Nimesh Kampani, one of India’s top dealmakers, has decided to quit as the managing director of JM Financial Ltd with effect from 30 September 2016.
His tenure was to last until the end of March 2017 but he has voluntarily stepped down, the company said in a stock-exchange filing.
He will continue as the non-executive chairman of the company and the group he founded in 1973, and will also be on the board of some group companies.
The financial services company also said it has appointed Nimesh Kampani’s son Vishal Kampani to take over as managing director from 1 October 2016.
“I believe that it is important for all businesses to implement a proper succession plan and I am committed to follow the same. With this in mind, I have decided to retire from executive role with effect from September 30, 2016 when I turn 70,” Kampani said in a statement.
Kampani, along with the DSP Group’s Hemendra Kothari and the Kotak Mahindra group’s Uday Kotak, is widely regarded as a cult figure in the Indian investment banking industry.
He has been responsible for several marquee deals in his long career. That includes the division of assets between the billionaire brothers Mukesh and Anil Ambani in 2005, for which Kampani was assigned to do the valuation of their diversified business.
At the time, JM Financial had a joint venture for investment banking and securities business with Morgan Stanley. The JV ended in 2007 with JM Financial selling its 49% stake in the institutional broking and equity sales division, JM Morgan Stanley Securities, for about Rs 2,000 crore.

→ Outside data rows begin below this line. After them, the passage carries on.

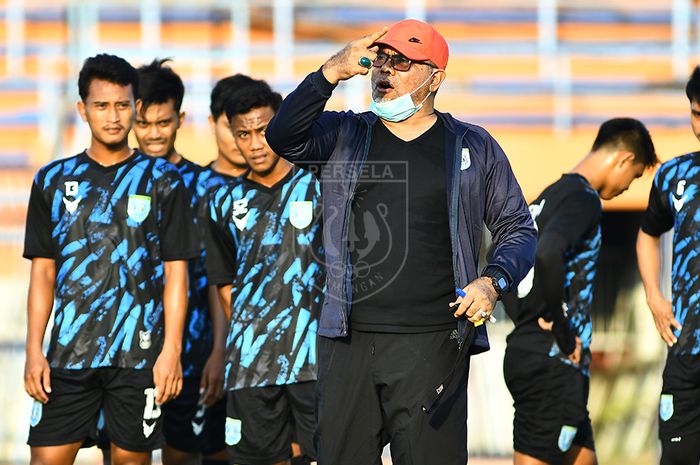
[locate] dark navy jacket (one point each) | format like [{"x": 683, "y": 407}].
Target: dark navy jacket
[{"x": 335, "y": 144}]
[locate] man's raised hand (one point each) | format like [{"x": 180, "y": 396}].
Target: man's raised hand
[{"x": 346, "y": 63}]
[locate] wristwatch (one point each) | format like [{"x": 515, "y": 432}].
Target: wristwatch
[{"x": 500, "y": 280}]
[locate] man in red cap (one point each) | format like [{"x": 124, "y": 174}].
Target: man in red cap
[{"x": 406, "y": 191}]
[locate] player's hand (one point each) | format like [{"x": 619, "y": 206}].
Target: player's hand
[
  {"x": 346, "y": 63},
  {"x": 212, "y": 385},
  {"x": 37, "y": 380},
  {"x": 167, "y": 375},
  {"x": 479, "y": 301},
  {"x": 575, "y": 356},
  {"x": 662, "y": 311}
]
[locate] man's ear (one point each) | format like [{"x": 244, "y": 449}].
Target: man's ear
[
  {"x": 623, "y": 157},
  {"x": 437, "y": 80},
  {"x": 80, "y": 105}
]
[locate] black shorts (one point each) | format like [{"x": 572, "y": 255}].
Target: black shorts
[
  {"x": 260, "y": 422},
  {"x": 193, "y": 428},
  {"x": 679, "y": 406},
  {"x": 550, "y": 399},
  {"x": 371, "y": 390},
  {"x": 126, "y": 397}
]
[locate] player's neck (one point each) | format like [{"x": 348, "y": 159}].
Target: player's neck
[
  {"x": 174, "y": 157},
  {"x": 223, "y": 166},
  {"x": 414, "y": 126},
  {"x": 590, "y": 169},
  {"x": 108, "y": 155},
  {"x": 281, "y": 169}
]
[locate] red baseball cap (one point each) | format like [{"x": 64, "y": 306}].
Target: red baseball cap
[{"x": 417, "y": 41}]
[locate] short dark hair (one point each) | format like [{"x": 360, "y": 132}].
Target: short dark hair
[
  {"x": 158, "y": 84},
  {"x": 629, "y": 134},
  {"x": 110, "y": 68},
  {"x": 692, "y": 88},
  {"x": 256, "y": 94},
  {"x": 223, "y": 90}
]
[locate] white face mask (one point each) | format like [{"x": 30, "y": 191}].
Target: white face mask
[{"x": 400, "y": 108}]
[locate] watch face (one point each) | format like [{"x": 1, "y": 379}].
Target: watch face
[{"x": 502, "y": 283}]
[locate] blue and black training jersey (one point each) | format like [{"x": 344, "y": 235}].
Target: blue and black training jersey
[
  {"x": 567, "y": 215},
  {"x": 109, "y": 230},
  {"x": 198, "y": 335},
  {"x": 674, "y": 202},
  {"x": 266, "y": 242}
]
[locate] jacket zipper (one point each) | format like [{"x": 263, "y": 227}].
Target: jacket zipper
[
  {"x": 456, "y": 174},
  {"x": 348, "y": 207}
]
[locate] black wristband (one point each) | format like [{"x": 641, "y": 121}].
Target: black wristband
[{"x": 499, "y": 279}]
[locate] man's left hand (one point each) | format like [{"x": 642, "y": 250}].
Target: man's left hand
[
  {"x": 479, "y": 301},
  {"x": 167, "y": 376}
]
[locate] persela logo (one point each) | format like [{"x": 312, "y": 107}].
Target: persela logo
[{"x": 372, "y": 241}]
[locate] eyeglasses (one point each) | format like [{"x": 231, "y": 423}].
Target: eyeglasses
[{"x": 398, "y": 62}]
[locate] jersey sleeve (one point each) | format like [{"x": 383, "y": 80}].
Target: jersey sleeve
[
  {"x": 658, "y": 217},
  {"x": 179, "y": 238},
  {"x": 37, "y": 237},
  {"x": 220, "y": 247}
]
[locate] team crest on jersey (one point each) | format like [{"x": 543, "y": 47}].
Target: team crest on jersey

Separately, Kampani acquired Morgan Stanley’s 49% stake in JM Morgan Stanley Pvt. Ltd, which looked at other divisions such as fixed income, wealth management, and advisory and distribution businesses.
Later, the firm led by Kampani forged several deals with former Citibank chief Vikram Pandit, who was with Morgan Stanley till 2005. In 2014, Pandit acquired a 50% stake in JM Financial’s real estate lending arm for Rs 525 crore.
Kampani has had his share of lows. He ran into rough weather in 2009 when the Andhra Pradesh police issued a look out notice against him and 17 others in a case involving Nagarjuna Finance. Kampani had been an independent director on the board of the company in 1998-99, and the firm had been charged with defaulting on deposits worth Rs 100 crore. He had to stay out of India for nearly a year.
Some other notable transactions where JM Financial was involved include Diageo’s $2.2 billion acquisition of United Spirits in 2012 and the listing of Tata Consultancy Services in 2004.
Kampani could not be reached for comment over the phone. In the media statement, he said he would now like to spend more time and efforts on socially relevant activities. “And surely on the activities that I truly enjoy but never found time for,” he added.